Amerikan Merkez Bankası FED’in Bayan Başkanı Janet Yellen selefine oranla biraz daha iyi bir ortamda görevi devraldı.
Yellen, iki haftadır başkan. Selefi Bernanke 2006 yılında göreve başladığında ortam sakindi. Hatta 2007 sonbaharında Wall Street borsa endeksleri tarihi rekorlarını yazarken, Bernanke dahil herkes memnundu. Alttan alta bir konut krizinin kaynadığını, konuta dayalı hayali tahvillerle hayali işlerin yapıldığını FED fark etmemişti. Kriz 2008’de spekülatif bankacılık ve spekülatif konut krizi olarak geldi. Sonra da Bernanke tarihi krizi yönetmek zorunda kaldı. Halen o krizin artçı etkileriyle uğraşmaktayız. Kriz kağıt üzerinde bitti, ekonomiye ve yaşama etkisi hâlâ sürüyor.
Yellen temizlenmiş bir bankacılık sektörü, son 6 yılda el yordamıyla uygulanmış bir para politikası ve ne yapacağı tam öngörülemeyen bir ekonomi devraldı. 2008’de krizle birlikte FED hemen faizleri 0’a indirdi. Normalde bu hareket ekonomiyi toparlardı. Olmadı. Sonra Bernanke faizi çok uzun süre 0’da tutmaya ve yalnızca kısa vade değil, 10 yıllık ve 30 yıllık vadede de faizi baskı altına alıp düşürmeye karar verdi. O amaçla piyasadan Hazine tahvili, sonra konut kredisine dayalı tahvil almaya başladı. FED alıcı olunca tahvil faizi düştü. Ama bu iş FED’e 3 trilyon dolara patladı. ABD ekonomisinin yıllık büyüklüğü iyi zamanda 15 trilyon, dünya ekonomisinin büyüklüğü 50 trilyondur.

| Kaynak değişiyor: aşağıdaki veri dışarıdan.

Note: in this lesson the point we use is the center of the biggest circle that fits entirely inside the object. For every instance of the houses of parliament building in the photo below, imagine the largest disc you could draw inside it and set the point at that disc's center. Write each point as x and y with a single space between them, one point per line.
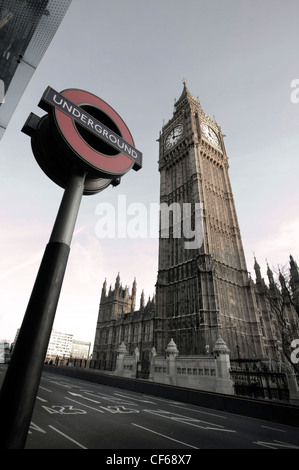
203 290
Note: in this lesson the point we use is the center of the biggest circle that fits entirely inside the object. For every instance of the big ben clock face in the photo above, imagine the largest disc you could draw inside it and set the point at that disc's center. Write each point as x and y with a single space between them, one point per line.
174 136
210 134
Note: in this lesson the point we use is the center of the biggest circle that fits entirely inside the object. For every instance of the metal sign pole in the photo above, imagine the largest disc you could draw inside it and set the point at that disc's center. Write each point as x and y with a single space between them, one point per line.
21 382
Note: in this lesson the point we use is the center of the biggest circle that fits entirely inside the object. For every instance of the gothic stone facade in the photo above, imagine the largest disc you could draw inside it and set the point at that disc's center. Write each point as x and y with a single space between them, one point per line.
203 288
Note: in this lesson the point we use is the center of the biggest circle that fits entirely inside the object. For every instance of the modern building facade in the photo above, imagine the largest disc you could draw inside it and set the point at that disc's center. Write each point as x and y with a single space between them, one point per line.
26 30
203 287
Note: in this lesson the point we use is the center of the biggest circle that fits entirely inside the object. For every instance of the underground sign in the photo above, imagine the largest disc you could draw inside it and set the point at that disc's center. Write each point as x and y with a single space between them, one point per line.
82 131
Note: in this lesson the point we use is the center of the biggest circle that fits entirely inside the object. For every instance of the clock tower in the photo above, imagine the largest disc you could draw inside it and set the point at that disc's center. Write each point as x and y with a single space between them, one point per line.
203 288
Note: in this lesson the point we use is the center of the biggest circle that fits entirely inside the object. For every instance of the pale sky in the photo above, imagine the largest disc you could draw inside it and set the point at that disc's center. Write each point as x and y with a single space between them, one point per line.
239 59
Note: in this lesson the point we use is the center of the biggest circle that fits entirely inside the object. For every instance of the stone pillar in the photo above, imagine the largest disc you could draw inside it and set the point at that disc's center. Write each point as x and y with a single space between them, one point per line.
136 356
153 354
224 381
121 353
221 352
171 354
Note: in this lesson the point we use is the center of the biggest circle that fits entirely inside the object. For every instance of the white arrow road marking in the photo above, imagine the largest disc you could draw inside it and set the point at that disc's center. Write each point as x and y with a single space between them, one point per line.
133 398
84 398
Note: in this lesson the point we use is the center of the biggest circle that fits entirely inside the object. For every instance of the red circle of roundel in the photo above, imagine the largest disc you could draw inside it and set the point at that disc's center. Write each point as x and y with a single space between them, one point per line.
110 164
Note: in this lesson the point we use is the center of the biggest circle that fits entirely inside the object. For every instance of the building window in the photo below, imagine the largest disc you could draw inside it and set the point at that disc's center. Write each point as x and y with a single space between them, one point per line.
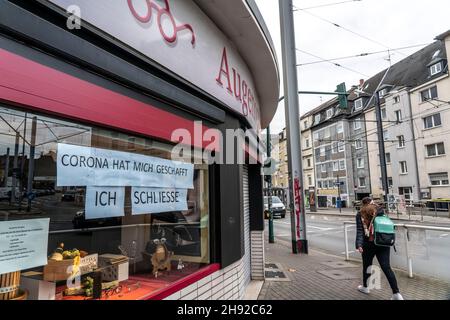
388 157
360 163
429 94
316 136
436 68
317 118
362 182
390 182
400 141
439 179
329 113
398 115
436 149
403 167
432 121
357 124
334 147
358 104
336 166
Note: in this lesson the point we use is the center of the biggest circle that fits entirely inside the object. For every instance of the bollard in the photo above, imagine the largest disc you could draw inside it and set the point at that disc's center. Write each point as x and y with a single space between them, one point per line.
346 241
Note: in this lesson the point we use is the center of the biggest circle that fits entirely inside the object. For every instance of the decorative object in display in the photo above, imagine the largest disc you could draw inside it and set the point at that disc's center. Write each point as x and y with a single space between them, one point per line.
113 267
161 258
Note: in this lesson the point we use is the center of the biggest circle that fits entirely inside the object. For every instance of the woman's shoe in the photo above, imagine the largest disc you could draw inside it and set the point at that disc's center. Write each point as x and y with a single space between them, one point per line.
397 296
363 289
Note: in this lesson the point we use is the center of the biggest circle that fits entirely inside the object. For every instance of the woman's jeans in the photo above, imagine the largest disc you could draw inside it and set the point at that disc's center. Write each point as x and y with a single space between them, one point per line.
371 250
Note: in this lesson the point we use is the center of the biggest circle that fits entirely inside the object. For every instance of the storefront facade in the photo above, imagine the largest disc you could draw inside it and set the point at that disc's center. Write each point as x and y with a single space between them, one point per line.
88 111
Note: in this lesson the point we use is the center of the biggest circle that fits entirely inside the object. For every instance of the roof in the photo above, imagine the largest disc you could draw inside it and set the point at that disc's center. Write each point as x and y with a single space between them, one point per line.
409 72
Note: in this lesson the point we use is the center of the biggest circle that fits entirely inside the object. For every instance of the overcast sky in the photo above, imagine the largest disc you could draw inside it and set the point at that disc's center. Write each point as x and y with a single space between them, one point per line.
389 23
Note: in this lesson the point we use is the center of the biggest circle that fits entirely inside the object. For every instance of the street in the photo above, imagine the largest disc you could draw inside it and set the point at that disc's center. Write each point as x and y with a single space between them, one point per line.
326 233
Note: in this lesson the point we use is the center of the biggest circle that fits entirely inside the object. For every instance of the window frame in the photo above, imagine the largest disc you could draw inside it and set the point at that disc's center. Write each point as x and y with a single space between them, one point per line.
436 150
360 104
360 163
401 143
405 167
433 121
429 92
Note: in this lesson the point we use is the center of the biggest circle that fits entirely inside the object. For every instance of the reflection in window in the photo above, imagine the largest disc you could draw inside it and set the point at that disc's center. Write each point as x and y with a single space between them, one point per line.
29 190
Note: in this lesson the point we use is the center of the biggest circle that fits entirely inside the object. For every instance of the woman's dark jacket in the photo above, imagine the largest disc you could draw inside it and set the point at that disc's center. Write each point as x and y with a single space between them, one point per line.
360 236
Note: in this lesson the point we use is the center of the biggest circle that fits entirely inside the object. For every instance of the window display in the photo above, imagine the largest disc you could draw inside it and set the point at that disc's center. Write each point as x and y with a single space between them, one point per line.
124 220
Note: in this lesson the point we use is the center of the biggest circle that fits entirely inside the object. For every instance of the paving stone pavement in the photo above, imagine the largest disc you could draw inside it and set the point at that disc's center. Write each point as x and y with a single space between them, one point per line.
309 279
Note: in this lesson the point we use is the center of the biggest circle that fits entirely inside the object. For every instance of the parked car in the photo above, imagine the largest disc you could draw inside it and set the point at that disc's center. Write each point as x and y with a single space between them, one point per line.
278 208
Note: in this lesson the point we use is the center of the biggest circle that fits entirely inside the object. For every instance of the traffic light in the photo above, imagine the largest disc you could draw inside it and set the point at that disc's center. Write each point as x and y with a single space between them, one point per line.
342 96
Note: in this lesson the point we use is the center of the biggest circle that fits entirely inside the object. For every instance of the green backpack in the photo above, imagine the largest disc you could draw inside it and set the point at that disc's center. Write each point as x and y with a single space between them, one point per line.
384 231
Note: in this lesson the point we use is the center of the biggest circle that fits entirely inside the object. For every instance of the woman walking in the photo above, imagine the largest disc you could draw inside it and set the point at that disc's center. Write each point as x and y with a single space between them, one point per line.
366 246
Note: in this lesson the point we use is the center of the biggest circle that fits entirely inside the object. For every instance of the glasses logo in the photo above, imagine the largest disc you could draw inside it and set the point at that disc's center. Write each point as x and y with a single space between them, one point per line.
169 36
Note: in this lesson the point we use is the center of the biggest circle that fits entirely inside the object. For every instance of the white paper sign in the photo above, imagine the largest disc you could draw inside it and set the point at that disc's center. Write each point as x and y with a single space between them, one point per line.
104 202
85 166
23 244
154 200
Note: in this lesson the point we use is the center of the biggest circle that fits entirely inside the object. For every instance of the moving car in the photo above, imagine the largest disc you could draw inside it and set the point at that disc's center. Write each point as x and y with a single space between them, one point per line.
278 208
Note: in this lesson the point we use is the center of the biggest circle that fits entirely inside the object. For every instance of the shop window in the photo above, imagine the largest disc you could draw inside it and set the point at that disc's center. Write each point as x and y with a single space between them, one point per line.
141 219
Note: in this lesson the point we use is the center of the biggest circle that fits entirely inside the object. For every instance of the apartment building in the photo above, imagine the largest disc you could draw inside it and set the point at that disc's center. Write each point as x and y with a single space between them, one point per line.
409 115
308 156
430 118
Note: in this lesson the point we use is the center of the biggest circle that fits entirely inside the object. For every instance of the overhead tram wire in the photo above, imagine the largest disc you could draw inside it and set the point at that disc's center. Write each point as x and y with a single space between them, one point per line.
360 55
327 5
346 29
333 63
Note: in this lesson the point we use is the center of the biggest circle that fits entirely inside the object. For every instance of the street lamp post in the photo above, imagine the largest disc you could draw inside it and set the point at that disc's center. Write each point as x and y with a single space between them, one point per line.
297 204
381 149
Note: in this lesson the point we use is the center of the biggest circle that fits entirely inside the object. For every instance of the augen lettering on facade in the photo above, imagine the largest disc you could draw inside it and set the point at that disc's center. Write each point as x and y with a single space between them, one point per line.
242 92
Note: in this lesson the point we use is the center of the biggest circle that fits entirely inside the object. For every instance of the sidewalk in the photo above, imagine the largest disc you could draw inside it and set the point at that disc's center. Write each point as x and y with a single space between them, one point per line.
319 276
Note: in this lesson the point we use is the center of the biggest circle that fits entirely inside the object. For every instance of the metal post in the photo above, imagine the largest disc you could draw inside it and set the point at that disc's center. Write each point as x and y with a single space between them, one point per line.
6 174
269 191
339 194
346 241
15 169
381 149
31 162
292 114
408 257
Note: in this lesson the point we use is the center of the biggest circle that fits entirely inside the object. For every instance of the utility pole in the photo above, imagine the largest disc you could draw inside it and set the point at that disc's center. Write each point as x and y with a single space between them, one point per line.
381 150
339 194
292 114
269 190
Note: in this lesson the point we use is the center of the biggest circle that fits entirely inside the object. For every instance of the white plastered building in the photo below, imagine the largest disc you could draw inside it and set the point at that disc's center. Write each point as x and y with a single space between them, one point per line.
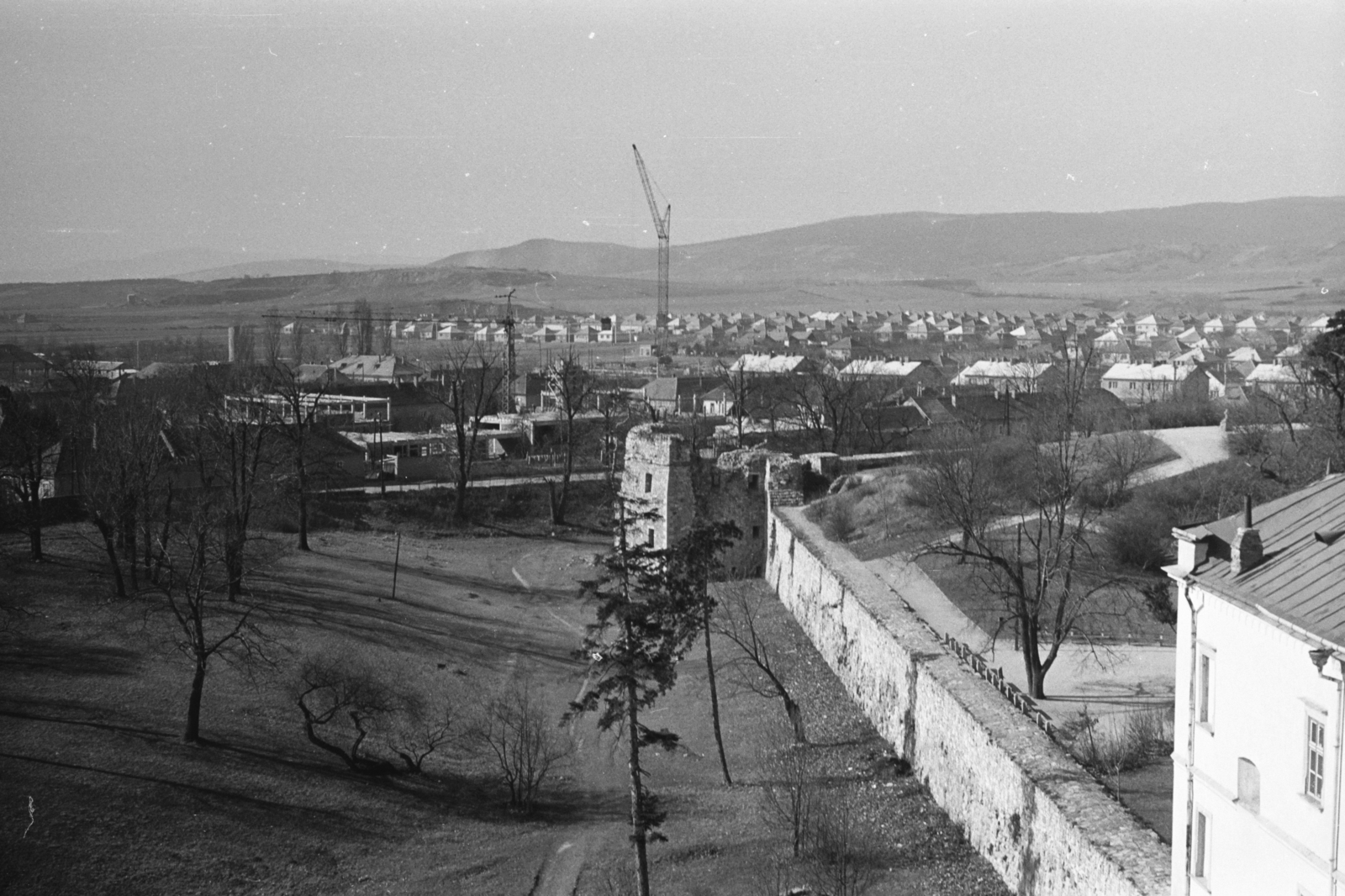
1261 698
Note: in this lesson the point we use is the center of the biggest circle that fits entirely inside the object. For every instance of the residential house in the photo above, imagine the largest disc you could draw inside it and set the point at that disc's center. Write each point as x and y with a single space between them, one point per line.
1261 698
1010 376
773 365
1278 380
915 376
677 396
19 367
383 369
1141 383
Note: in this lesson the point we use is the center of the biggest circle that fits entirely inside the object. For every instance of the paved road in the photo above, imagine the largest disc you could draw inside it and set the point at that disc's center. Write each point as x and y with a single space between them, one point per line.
1196 445
477 483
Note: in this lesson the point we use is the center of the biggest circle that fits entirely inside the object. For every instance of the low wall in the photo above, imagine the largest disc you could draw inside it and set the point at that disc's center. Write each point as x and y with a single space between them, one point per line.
1026 804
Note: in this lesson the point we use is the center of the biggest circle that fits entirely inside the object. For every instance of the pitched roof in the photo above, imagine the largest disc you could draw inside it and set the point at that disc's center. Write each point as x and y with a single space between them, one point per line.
1147 373
767 363
1302 576
871 367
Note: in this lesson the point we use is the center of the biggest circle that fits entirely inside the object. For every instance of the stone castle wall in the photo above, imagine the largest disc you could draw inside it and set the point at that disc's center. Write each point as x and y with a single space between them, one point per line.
1026 804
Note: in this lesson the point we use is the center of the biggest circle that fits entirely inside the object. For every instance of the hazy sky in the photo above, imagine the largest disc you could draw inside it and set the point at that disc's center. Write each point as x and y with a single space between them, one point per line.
340 129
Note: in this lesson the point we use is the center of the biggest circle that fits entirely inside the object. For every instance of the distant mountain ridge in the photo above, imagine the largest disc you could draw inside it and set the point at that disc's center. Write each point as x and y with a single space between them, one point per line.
199 264
1293 237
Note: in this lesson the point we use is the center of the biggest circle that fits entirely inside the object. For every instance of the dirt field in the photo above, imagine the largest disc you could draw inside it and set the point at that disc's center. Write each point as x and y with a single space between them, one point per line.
92 704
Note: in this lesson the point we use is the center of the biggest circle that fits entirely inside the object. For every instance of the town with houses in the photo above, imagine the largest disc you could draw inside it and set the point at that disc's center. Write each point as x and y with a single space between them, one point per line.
397 499
798 414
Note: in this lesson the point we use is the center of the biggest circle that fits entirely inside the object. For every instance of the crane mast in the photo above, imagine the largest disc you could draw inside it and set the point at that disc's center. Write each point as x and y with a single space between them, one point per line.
661 228
509 323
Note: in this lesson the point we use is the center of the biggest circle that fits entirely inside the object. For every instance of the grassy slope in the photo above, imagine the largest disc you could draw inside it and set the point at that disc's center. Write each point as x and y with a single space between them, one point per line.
91 709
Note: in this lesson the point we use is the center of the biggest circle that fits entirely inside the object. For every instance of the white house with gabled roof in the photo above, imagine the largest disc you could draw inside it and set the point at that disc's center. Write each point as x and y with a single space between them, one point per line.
1261 698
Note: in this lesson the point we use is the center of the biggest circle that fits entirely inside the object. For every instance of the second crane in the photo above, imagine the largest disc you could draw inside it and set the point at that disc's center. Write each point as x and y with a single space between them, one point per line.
661 226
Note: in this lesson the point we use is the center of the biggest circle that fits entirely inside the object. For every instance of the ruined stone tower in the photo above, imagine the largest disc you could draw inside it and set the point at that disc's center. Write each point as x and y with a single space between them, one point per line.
661 477
657 483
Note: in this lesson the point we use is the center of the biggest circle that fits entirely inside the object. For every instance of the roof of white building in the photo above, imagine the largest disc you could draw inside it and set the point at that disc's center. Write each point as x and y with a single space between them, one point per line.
1302 576
1147 373
1005 370
1277 373
872 367
767 363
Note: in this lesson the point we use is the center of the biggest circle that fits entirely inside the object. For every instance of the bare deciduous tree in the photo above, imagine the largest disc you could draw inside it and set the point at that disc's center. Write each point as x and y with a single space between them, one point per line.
518 730
1021 522
345 700
30 443
790 788
759 667
194 587
573 387
844 855
468 389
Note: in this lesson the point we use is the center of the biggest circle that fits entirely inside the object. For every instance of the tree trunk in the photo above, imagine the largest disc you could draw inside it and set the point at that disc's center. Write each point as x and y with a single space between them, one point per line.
795 714
34 513
715 693
235 568
163 537
1032 661
198 685
638 833
461 498
303 503
105 530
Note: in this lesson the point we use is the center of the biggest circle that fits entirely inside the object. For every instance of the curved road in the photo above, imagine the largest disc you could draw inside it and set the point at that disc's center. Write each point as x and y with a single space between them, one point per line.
1196 445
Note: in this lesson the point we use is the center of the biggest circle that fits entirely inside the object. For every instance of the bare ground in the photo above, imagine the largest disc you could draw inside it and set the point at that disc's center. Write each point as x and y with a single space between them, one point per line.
92 705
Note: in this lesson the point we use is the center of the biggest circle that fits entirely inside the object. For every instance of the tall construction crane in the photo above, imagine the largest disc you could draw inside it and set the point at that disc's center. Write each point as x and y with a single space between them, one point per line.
509 323
661 226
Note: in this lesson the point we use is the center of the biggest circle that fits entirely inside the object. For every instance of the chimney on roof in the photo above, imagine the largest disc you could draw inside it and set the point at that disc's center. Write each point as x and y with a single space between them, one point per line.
1246 551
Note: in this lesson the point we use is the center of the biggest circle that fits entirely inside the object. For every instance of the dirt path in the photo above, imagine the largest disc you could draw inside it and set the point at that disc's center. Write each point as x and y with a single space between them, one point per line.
1197 445
560 873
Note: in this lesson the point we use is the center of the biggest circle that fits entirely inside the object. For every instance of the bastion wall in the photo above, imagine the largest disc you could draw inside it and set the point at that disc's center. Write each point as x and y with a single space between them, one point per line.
1026 804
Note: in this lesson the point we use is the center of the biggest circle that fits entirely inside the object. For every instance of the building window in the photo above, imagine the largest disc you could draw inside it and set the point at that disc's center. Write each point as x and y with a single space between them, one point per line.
1200 846
1315 774
1248 784
1205 688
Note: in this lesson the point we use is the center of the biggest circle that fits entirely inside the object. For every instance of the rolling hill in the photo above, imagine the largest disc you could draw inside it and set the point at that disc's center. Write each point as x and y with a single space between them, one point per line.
1293 239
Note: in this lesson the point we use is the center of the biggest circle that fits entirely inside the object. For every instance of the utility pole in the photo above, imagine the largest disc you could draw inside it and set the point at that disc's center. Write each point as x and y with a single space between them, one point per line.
661 226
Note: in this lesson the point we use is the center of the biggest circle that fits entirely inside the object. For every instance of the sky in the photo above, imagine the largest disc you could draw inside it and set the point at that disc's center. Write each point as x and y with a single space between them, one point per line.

Sonra FED baktı ki 5 dalga halinde para saçması ekonomiyi canlandırmıyor, istihdam yaratmıyor ve üstelik FED bilançosu 4 trilyon dolara dayanıyor. Merkez Bankası’nın, ekonominin üçte birini bilançosunda bono-tahvil ve para olarak tutması gayet tehlikeli bir durumdur. Bir de bu bilançoyu yere indirmek var. FED de aralıkta -Bu aylık 85 milyarlık alımlara gerek kalmadı- dedi, ama arkasında yatan neden, ekonominin sağlıklı büyümeye geçmesi, istihdamın düzelmesi ve enflasyonun yine sağlıklı oranda yükselmesi değildi. Bu alımların bitiş tarihi konmamıştı. Alımlar işe yaramıyordu. FED bilançosu 5 trilyona doğru şişiyordu ve FED’in sıfır parası istihdama, yatırıma değil, muhtelif spekülatif işlere gidiyordu.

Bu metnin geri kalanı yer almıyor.